To effectively terminate a zombie, as is the case of Romero's zombies and others influenced by his works, one must severe the brain from the contact with the corpse. In the Resident Evil series, one well aimed gunshot to the head will do the job. While common sense (and any zombie survival guide worth its print) will tell you that relying heavily on ammunition is a quick death sentence during a zombie pandemic, the game mechanics of the Resident Evil series allow you, with decent item management and good aim, to not worry about ever running out of ammo.

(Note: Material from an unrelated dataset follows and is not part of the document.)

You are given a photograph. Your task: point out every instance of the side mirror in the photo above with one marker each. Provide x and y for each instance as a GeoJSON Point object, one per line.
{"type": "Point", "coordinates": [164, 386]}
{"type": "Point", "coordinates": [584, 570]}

Using melee weapons, such as the knife in Resident Evil, makes the game difficulty increase substantially, and 'Knife-Only' challenge play-throughs are common. When you do shoot the zombies, it's best to have your headshots perfected, as simply blasting down body parts will only serve to slow them down, but won't stop the pursuit. In fact, Resident Evil zombies require that you either: decapitate them, destroy their brain or burn their bodies. In the Chronicles remakes, failure to commit the final blow even if the zombie stops pursuing will result in them reanimating and become what are known as 'Crimson Heads', or even worse 'Lickers', which are both more dangerous and much more of a pain to deal with.

Next time you want to enjoy the zombie destruction experience with an arguably in-depth and brilliant mythos (not to mention one of the best Capcom villains), give the Resident Evil series a try. While the original games may appear dated in comparison of the graphics of current (and a bit hard to come by), there are a number of remakes to satisfy any zombie fan's delight.

Thank you so much Brandy!  So folks--does this make you want to play the games?  Or are you gonna join my team and hide in the corner waiting for Weskersomeone hot to save you?